Early antiviral treatment is important for HZ. The course of antiviral treatment is usually 7 days [26]. In patients who continue to develop new vesicles or who have cutaneous, ocular, neurologic, or motor complications after 7 days of antiviral therapy, extending the duration of antiviral therapy for more than 7 days is recommended [26]. However, there is not yet a guideline regarding the recommended antiviral therapy course for the treatment of facial HZ with intraoral lesions. The NGS results of the abovementioned patient demonstrated the existence of VZV in oral lesions at 5 weeks after the onset of HZ. Thus, we suggest that a prolonged and full-dose antiviral therapy course may be beneficial for the treatment of facial HZ with intraoral lesions, especially when the intraoral mucosa has not recovered after a conventional 7-day therapy course.

In considering prevention, we can refer to MRONJ, as bacterial infection (mainly with actinomycetes) is believed to play an important role in MRONJ [12, 27]. The implementation of dental preventive measures in solid tumor patients with bone metastases treated with bisphosphonates may help to decrease the occurrence of MRONJ from 3.2 to 1.3% [28]. We should also strengthen oral health education and nursing practices regarding facial HZ. The application of early antiviral treatment and antibiotics and the excision of necrotic bone would help to improve wound healing to the greatest extent [29]. The bacteria most frequently associated with MRONJ are Streptococcus species (spp.), Prevotella spp., Actinomyces spp., Veillonella spp., and Parvimonas micra [30]. The bacteria are most susceptible to the cephalosporins cefotaxime, cefuroxime and β-lactam antibiotics with β-lactamase inhibitors [30]. The pathogenic agents we detected in this case of postherpetic alveolar osteonecrosis were in accordance with MRONJ, indicating that it was reasonable to choose antibiotics for postherpetic alveolar osteonecrosis according to MRONJ.

The removal of necrotic bone may reduce the abundance of bacteria in lesions, especially in deep tissue [30]. In some previous cases of postherpetic alveolar osteonecrosis, the patient underwent more than one operation [2, 31]. Clinicians should attach importance to timely debridement; this was also a key experience in our successful treatment of this patient.

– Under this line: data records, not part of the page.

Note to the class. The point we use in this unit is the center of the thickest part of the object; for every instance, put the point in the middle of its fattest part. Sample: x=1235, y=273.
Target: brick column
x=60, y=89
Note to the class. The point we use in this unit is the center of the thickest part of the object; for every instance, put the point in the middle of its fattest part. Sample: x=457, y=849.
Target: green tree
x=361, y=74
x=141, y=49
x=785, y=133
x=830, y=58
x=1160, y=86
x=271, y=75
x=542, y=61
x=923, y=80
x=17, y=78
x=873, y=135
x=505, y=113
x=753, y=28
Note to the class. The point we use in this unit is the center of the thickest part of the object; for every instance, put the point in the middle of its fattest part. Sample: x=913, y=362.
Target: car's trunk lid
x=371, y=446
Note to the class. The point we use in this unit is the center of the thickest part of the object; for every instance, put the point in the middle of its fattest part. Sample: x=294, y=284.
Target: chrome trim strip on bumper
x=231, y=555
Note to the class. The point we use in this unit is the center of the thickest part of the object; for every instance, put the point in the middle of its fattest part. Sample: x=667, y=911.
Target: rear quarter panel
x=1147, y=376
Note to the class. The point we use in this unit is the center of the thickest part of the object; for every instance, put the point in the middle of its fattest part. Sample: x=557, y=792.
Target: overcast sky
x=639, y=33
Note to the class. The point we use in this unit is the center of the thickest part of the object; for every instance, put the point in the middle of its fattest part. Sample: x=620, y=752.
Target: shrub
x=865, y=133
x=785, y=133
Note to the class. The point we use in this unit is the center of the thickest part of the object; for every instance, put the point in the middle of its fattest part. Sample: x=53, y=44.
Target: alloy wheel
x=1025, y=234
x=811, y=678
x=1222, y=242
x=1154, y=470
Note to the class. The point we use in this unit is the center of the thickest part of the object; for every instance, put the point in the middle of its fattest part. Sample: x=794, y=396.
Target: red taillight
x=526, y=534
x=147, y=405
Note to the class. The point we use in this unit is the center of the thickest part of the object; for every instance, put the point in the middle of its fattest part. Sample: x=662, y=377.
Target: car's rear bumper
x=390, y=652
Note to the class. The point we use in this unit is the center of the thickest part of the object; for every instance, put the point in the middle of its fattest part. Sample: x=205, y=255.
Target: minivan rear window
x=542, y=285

In conclusion, alveolar osteonecrosis is a rare, severe complication of HZ and may occur long after the onset of HZ. Tooth exfoliation is a sign of alveolar osteonecrosis. We have been the first to directly explore the microbial pathogens in a case of postherpetic alveolar osteonecrosis through NGS sequencing and bacterial culture. We suggest that the coexistence of bacterial and viral infection may play an important role in the pathogenesis of alveolar osteonecrosis following HZ.